Hurricane Hazel’s secret to good government

by Don C. Brunell

Today, the news of the day is budget cuts and taxes. Whether it is the federal government, the State of Washington or the City of Seattle, governments across the nation face serious revenue shortfalls. Since state and local governments cannot deficit spend like our federal government, elected officials are left with the standard choice of cutting services or increasing taxes.

But there’s a better way. A Canadian mayor has proven that, if you design government to serve the customer (taxpayers) and encourage employers to locate in your city, you can have good government, prosperity — and a job for life.

That’s the case in Mississauga, Ontario, a suburb of Toronto. Mississauga is the sixth largest city in Canada and is debt-free with $700 million (Canadian) in reserves. It is now the fourth most populous incorporated municipality on the Great Lakes, surpassing both Milwaukee and Cleveland over the last decade. From 2001 to 2006 the population increased 9.1 percent.

Mississauga also boasts one of the largest corporate and financial districts in Canada with major international companies such as Microsoft, Wal-Mart, General Electric and PepsiCo locating their Canadian headquarters in the region.

Hazel McCallion, 88, has been Mississauga’s mayor for 31 years. Affectionately called Hurricane Hazel, she received 92 percent of the vote in the last election. A former professional hockey player, Hazel still grabs her skates, hockey stick and puck and hits the ice almost every day in the winter.

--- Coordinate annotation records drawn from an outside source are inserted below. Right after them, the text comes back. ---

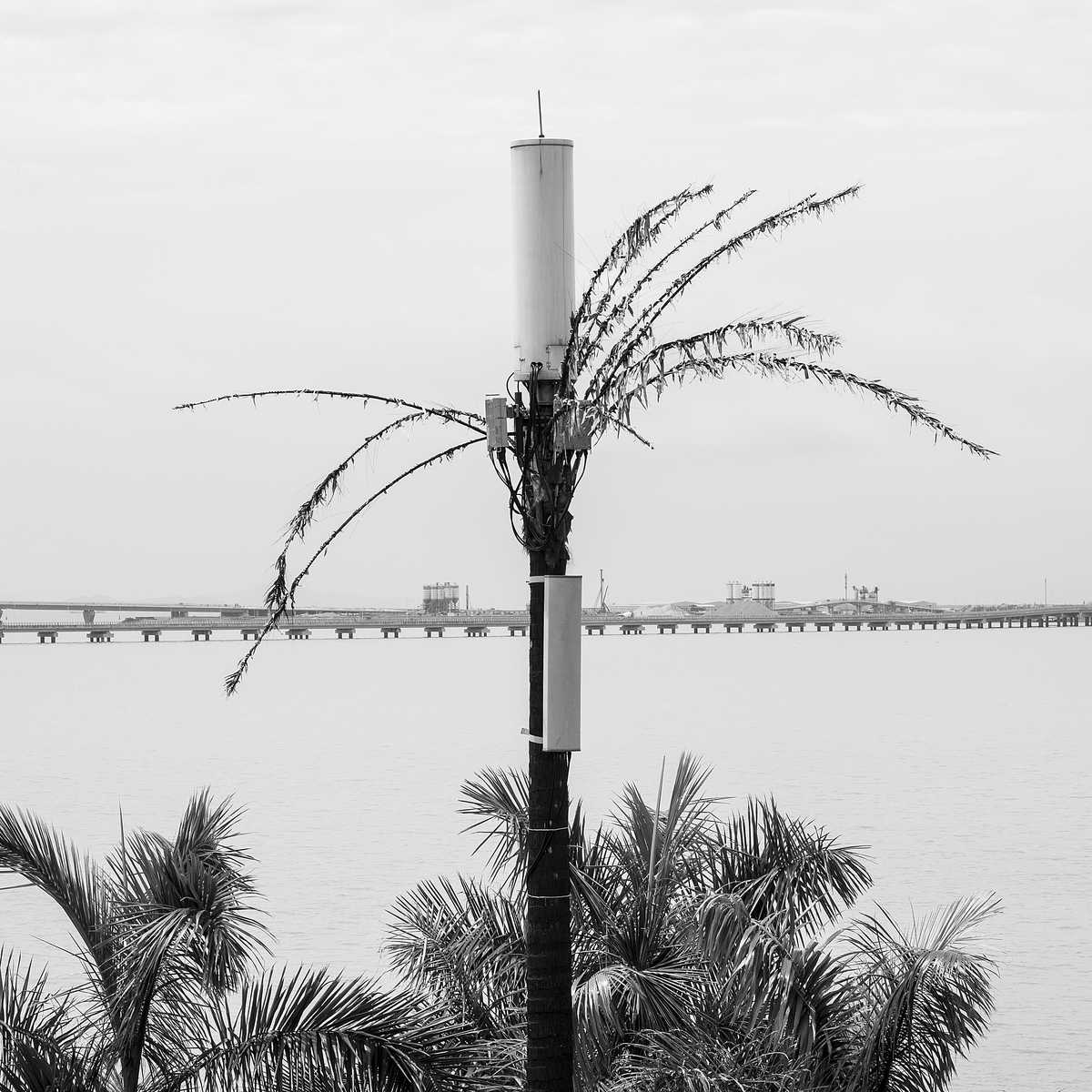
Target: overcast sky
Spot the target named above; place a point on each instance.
(199, 197)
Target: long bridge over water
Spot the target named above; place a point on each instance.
(201, 622)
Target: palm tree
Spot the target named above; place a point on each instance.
(614, 363)
(704, 951)
(172, 998)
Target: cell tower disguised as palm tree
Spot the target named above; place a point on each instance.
(587, 369)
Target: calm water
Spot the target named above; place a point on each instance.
(960, 758)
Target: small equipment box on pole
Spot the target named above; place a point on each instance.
(561, 663)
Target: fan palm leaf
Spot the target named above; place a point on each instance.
(310, 1029)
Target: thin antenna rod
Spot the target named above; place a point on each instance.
(655, 827)
(125, 858)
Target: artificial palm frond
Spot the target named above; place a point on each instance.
(623, 307)
(472, 420)
(281, 596)
(599, 307)
(780, 366)
(640, 331)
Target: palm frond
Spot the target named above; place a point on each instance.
(312, 1029)
(627, 248)
(281, 596)
(778, 365)
(623, 307)
(464, 945)
(28, 1011)
(925, 996)
(497, 800)
(464, 418)
(328, 489)
(640, 331)
(39, 854)
(782, 868)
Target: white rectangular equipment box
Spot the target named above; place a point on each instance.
(561, 663)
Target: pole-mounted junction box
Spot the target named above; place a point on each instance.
(496, 423)
(561, 663)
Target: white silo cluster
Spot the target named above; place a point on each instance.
(763, 592)
(758, 591)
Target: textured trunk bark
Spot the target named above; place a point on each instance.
(550, 959)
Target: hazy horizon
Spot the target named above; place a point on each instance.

Her secret to success is, “look out for your people, keep taxes down and bring lots of jobs into the city.” She has a great sense of humor, boundless energy and doesn’t plan to retire. This is a mayor to die for.

Hazel’s success is rooted in one basic truth: Jobs and taxes are intertwined. If taxes and fees are too high, employers won’t come. Without employers, there are no jobs. It is all about the cost of doing business. Now more than ever, employers have to go where they can earn a profit and compete with companies located across the world.

That point was made abundantly clear in the aerospace competitiveness report commissioned by the Snohomish County Economic Development Council which showed aerospace companies are bypassing Washington in favor of states such as Texas, Kansas and the Carolinas.

While the report doesn’t take much issue with our Business & Occupation tax, which taxes income regardless of profit, it does single out employer costs such as unemployment insurance and workers compensation as very problematic.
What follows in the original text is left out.